I am new to NodeJs. Consider I am having three different js files in my folder. When I want to run my node js file, I want to type "node file1.js" in the command prompt. Again when I want to run another js file I have to stop the previously running js file and I must give "node file2.js". Or I have to open new command prompt and run the second js file. Likewise I have to do it for the third file also. This irritated me a lot. Is there any way to run all the js files at sametime without opening new command prompts. Please help me to solve this issue.
To avoid using different command prompts, you may use some "launcher", such as foreveror pm2.
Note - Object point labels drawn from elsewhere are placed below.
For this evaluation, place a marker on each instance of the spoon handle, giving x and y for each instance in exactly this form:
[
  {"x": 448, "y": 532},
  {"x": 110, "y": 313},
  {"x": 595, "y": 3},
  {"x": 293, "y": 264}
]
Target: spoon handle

With these, you can run your JS files like this:
forever start myJsFile1.js
forever start myJsFile2.js
forever start myJsFile3.js
and you can view some stats about your files with forever list.
Documentations:
Another way to get your prompt clean is to put the process in background right after you start it. It will avoid you to start new prompts.
node myJsFile1.js &
node myJsFile2.js &
node myJsFile2.js &
But, if you really want to launch your files at the same time exactly, I don't understand how your program works. Because, you can just start one file and require the others or use them in your main file in some way.
Write a bash(one of shell scripts) called filename.sh to do these things. If you work on Windows, you can write a filename.bat by Batch. Here is an example of bash script for you.
#!/bin/bash
for d in * ; do
if [[ $d == *\.js ]]
then
node "$d" &
fi
done
If you run command sh filename.sh to execute the code above, it will run all the js file in current directory. And you can make some filter rule in if block to skip the file you do not want to run. I think you can do it in this way.